The Middle of Nowhere
Comity Pinny’s mother dies of a snake bite in the remote Australian outback where her father runs the telegraph station in Kinkindele. It is the late 19th century, and Herbert Pinny’s grief locks him into a solitary existence where he focuses on his duty, leaving poor Comity to develop a strong bond of friendship with an Aboriginal yard boy, called Fred. A new normality is slowly established as they both seek to make sense of the world and events around them until another assistant, a cruel man, arrives at the station. Comity is soon swept along by more drama that builds throughout to the novel’s conclusion.

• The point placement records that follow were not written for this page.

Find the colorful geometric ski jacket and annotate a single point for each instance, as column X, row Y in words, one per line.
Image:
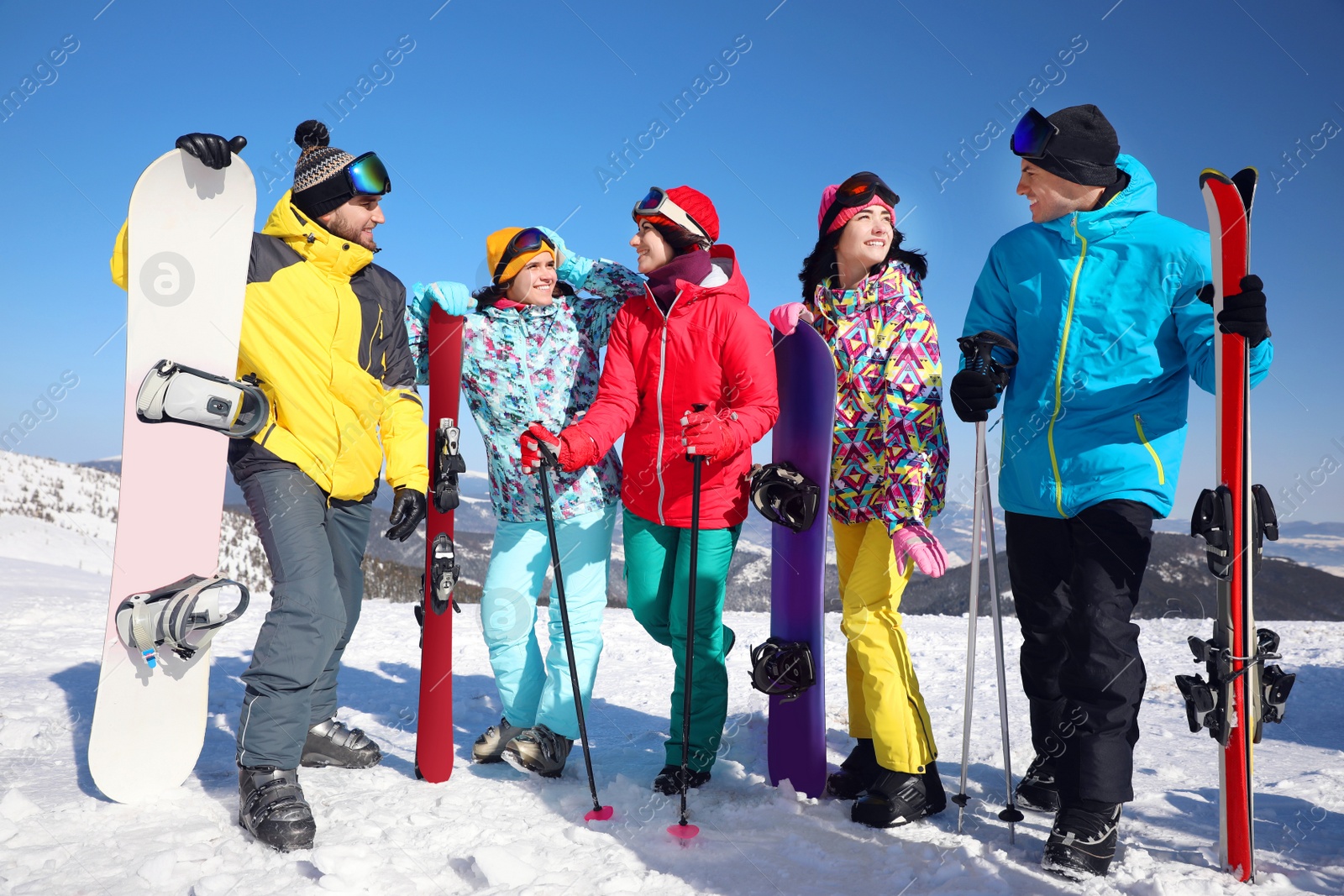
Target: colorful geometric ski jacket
column 538, row 363
column 890, row 456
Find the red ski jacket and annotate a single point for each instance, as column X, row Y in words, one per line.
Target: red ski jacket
column 710, row 348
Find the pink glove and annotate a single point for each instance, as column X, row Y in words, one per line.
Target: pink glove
column 707, row 436
column 913, row 542
column 561, row 448
column 785, row 317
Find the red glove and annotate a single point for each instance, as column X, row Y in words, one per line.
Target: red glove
column 561, row 446
column 706, row 436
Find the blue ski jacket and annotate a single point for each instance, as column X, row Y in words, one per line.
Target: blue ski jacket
column 1105, row 313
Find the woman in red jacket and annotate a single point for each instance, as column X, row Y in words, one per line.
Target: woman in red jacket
column 690, row 338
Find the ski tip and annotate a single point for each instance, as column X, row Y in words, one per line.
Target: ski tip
column 601, row 813
column 1213, row 174
column 1245, row 181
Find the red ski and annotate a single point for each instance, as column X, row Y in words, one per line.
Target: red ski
column 434, row 725
column 1234, row 519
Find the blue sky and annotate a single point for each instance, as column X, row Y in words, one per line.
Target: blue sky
column 501, row 114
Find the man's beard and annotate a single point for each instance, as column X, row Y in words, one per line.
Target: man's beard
column 339, row 226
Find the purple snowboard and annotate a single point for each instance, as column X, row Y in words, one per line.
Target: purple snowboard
column 796, row 738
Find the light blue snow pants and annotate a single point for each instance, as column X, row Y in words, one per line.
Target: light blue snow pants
column 537, row 692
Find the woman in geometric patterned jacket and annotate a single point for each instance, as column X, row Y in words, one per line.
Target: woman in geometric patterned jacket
column 530, row 352
column 862, row 291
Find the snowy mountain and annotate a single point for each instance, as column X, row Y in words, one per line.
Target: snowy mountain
column 66, row 515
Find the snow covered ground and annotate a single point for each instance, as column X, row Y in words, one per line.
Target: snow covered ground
column 494, row 831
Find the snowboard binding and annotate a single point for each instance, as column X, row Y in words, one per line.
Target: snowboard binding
column 785, row 496
column 174, row 392
column 448, row 464
column 181, row 617
column 1205, row 703
column 783, row 668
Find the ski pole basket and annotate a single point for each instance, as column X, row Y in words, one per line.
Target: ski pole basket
column 174, row 392
column 181, row 617
column 783, row 668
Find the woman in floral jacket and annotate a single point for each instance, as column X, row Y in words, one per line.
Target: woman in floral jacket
column 862, row 291
column 531, row 354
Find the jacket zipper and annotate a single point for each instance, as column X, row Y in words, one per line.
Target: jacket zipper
column 1059, row 371
column 1139, row 425
column 663, row 360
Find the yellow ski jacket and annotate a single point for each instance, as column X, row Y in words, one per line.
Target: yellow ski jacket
column 324, row 335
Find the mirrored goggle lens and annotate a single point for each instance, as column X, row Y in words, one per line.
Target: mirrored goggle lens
column 864, row 187
column 652, row 201
column 367, row 175
column 528, row 241
column 1032, row 134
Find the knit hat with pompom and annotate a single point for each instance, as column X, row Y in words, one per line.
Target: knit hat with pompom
column 316, row 165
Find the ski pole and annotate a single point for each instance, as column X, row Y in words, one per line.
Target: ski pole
column 549, row 459
column 971, row 629
column 1010, row 813
column 682, row 829
column 979, row 352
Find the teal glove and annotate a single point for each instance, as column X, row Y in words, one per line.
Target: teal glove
column 454, row 298
column 575, row 269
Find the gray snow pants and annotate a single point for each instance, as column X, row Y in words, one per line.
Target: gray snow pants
column 315, row 550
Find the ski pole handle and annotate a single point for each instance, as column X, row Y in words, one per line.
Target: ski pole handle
column 696, row 407
column 979, row 351
column 546, row 452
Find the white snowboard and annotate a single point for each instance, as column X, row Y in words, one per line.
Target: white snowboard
column 190, row 238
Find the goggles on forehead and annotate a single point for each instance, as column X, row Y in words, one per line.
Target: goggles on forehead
column 528, row 239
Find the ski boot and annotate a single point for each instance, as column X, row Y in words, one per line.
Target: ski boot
column 1082, row 841
column 490, row 746
column 1038, row 789
column 333, row 743
column 855, row 773
column 898, row 799
column 538, row 750
column 669, row 779
column 272, row 808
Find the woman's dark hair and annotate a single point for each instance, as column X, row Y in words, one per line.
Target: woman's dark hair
column 487, row 296
column 822, row 262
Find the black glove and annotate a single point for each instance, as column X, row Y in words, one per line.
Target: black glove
column 1243, row 313
column 212, row 149
column 974, row 396
column 409, row 508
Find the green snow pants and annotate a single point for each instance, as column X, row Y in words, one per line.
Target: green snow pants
column 658, row 570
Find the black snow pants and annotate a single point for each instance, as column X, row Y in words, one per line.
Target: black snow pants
column 1075, row 584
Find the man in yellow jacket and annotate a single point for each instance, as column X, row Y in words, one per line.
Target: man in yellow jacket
column 324, row 338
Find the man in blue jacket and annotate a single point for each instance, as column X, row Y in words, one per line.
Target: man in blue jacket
column 1104, row 298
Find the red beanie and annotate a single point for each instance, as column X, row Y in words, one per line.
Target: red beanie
column 699, row 207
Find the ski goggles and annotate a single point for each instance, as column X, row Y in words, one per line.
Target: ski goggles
column 659, row 203
column 1032, row 134
column 369, row 176
column 528, row 239
column 857, row 192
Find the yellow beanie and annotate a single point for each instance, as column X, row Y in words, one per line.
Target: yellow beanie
column 497, row 244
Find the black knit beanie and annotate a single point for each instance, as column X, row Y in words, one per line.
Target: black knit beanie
column 1085, row 148
column 319, row 186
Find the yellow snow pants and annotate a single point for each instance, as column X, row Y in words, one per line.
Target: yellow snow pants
column 885, row 700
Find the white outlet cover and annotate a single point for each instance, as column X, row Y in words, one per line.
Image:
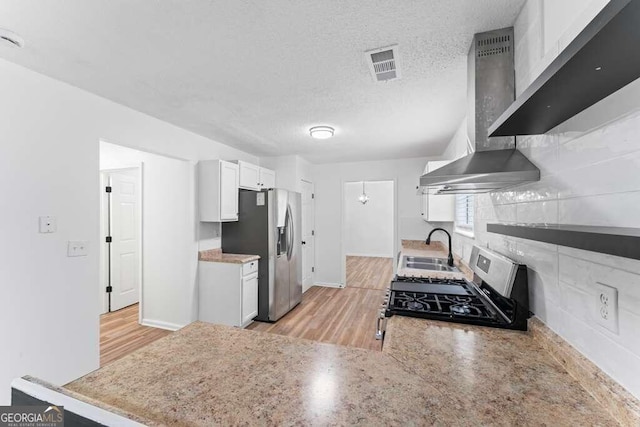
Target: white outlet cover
column 606, row 307
column 47, row 224
column 77, row 248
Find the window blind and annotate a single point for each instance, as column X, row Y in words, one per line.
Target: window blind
column 464, row 212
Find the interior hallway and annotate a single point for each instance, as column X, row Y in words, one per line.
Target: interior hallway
column 340, row 316
column 121, row 334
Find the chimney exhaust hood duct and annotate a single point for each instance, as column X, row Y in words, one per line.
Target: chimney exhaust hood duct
column 496, row 163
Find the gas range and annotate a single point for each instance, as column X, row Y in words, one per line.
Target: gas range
column 497, row 297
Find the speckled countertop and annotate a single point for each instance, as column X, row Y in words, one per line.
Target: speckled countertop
column 493, row 376
column 429, row 373
column 216, row 255
column 418, row 248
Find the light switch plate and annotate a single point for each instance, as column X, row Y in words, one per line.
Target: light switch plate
column 606, row 307
column 48, row 224
column 77, row 248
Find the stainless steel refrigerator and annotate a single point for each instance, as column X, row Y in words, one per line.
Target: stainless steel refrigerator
column 269, row 225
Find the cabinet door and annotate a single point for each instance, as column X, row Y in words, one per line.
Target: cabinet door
column 267, row 178
column 249, row 298
column 228, row 191
column 249, row 176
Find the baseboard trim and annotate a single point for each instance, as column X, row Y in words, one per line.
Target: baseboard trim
column 161, row 325
column 329, row 284
column 370, row 255
column 72, row 403
column 621, row 404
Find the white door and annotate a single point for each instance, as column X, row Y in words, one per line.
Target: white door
column 228, row 191
column 124, row 230
column 308, row 246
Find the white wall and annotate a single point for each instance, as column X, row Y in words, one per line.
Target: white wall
column 49, row 136
column 368, row 228
column 329, row 180
column 589, row 167
column 290, row 170
column 168, row 239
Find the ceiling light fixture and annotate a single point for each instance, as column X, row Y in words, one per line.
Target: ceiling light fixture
column 363, row 198
column 321, row 132
column 11, row 38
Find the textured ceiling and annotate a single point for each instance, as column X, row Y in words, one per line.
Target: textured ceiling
column 257, row 74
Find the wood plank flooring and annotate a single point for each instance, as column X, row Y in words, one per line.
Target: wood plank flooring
column 369, row 272
column 121, row 334
column 340, row 316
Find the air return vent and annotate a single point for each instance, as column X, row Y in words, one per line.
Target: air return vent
column 383, row 63
column 497, row 45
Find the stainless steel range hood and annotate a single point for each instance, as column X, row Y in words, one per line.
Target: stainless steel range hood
column 481, row 172
column 496, row 163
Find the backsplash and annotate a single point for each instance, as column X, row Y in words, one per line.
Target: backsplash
column 589, row 176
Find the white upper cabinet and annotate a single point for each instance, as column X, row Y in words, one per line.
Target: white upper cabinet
column 249, row 176
column 253, row 177
column 228, row 293
column 218, row 183
column 437, row 208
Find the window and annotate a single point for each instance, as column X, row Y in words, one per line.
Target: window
column 464, row 214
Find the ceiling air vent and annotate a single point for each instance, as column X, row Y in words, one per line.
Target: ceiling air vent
column 383, row 63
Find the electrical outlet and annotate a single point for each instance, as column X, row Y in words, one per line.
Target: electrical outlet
column 77, row 248
column 47, row 224
column 607, row 307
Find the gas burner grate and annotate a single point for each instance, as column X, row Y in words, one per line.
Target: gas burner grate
column 470, row 306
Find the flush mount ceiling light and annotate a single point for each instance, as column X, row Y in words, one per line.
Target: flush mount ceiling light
column 10, row 38
column 321, row 132
column 363, row 198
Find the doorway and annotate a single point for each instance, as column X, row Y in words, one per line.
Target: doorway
column 121, row 230
column 369, row 233
column 308, row 235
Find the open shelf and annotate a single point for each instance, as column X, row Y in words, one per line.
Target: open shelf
column 623, row 242
column 602, row 59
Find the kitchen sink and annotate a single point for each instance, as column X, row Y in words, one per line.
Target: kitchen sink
column 426, row 260
column 430, row 264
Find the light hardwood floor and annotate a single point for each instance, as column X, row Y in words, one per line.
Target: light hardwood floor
column 121, row 334
column 369, row 272
column 340, row 316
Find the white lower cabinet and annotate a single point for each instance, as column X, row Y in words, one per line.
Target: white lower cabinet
column 228, row 293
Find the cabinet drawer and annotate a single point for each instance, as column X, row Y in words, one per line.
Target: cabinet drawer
column 249, row 267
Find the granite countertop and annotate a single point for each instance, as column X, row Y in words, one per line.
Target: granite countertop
column 216, row 255
column 436, row 249
column 429, row 373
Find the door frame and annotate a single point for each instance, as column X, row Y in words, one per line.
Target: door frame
column 343, row 228
column 313, row 228
column 104, row 304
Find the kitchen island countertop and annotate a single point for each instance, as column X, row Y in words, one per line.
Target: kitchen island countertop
column 429, row 373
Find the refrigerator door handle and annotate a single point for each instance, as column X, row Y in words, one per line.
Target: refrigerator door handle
column 291, row 233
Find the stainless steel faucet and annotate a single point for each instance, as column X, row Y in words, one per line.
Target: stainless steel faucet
column 428, row 242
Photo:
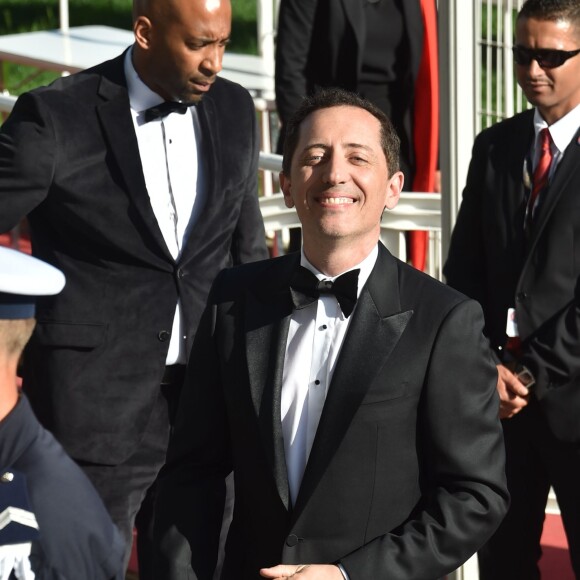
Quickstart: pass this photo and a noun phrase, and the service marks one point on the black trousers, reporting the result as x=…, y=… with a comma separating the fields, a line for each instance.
x=128, y=490
x=535, y=460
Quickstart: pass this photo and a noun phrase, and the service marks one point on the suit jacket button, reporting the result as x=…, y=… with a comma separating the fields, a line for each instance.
x=292, y=540
x=163, y=335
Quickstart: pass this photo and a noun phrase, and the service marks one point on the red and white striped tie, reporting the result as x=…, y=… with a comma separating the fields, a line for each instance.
x=541, y=174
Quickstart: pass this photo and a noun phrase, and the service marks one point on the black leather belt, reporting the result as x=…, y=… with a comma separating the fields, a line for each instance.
x=173, y=375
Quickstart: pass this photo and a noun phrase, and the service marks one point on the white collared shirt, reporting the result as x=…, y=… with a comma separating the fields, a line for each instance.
x=172, y=165
x=562, y=132
x=314, y=341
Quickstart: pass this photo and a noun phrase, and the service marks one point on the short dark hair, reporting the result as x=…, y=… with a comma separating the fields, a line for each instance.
x=334, y=97
x=552, y=10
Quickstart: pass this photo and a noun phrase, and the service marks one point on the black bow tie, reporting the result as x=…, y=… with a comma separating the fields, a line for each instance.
x=164, y=109
x=306, y=288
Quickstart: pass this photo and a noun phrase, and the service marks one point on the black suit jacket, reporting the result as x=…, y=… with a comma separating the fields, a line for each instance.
x=405, y=477
x=490, y=260
x=77, y=538
x=320, y=43
x=69, y=160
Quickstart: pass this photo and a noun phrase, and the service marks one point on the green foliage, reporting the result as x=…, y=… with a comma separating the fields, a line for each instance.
x=29, y=15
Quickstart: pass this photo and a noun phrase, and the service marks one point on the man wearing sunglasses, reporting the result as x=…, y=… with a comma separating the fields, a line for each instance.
x=516, y=248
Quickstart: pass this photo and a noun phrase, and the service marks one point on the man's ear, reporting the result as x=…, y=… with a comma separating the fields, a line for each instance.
x=286, y=190
x=142, y=29
x=394, y=188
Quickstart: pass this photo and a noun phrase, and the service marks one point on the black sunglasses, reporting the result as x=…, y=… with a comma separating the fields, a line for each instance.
x=545, y=57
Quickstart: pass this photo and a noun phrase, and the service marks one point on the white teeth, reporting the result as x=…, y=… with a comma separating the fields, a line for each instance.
x=338, y=200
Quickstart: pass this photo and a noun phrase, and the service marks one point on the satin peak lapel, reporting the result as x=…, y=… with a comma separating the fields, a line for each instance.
x=375, y=330
x=567, y=170
x=115, y=115
x=267, y=322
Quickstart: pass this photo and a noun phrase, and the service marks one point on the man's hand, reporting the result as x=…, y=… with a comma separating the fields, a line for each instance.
x=303, y=572
x=514, y=396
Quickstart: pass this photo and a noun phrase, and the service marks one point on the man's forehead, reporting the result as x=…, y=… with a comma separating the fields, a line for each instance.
x=346, y=123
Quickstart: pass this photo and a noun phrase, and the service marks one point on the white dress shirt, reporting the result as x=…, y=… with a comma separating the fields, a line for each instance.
x=562, y=132
x=314, y=341
x=174, y=175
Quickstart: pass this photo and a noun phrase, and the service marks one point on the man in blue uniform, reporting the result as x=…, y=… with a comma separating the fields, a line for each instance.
x=52, y=522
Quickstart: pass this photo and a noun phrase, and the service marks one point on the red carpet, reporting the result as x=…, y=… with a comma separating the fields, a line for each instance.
x=555, y=563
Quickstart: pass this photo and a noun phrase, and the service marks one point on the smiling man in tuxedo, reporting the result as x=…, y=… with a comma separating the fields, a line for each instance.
x=352, y=396
x=139, y=181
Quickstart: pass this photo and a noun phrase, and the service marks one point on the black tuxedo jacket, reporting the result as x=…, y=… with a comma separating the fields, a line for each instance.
x=320, y=43
x=491, y=261
x=69, y=160
x=405, y=477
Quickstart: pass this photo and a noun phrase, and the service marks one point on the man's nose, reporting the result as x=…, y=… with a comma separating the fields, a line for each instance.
x=335, y=170
x=212, y=60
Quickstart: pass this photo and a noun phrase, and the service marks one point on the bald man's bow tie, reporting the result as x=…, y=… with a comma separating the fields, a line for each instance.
x=305, y=288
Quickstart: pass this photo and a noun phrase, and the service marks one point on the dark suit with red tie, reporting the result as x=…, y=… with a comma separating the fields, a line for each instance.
x=493, y=260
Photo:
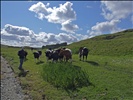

I found that I was drawn into this book from the opening lines. The style of writing is accessible, inspiring, very visual and fascinating. The story combines the myths and beliefs of different cultures in a way that helps the protagonist and her friend deal with the reality of life and death. They explain and understand events with the wisdom that they have both learnt through ‘awake-dreaming’.
=This novel is not a cosy story. It deals with hard issues such as loss, grief, prejudice, hatred and abuse, to name but a few. However, it is optimistic in the way the central characters learn to cope and overcome as they discover the strength of friendship.
I do not want to disclose any plot spoilers because the book should be read and enjoyed, trusting that a world, which is far removed in place and time from many of us, will be described throughout in a way that brings vivid, lingering images to mind. The end does not disappoint. I would recommend this book for competent readers of 10+.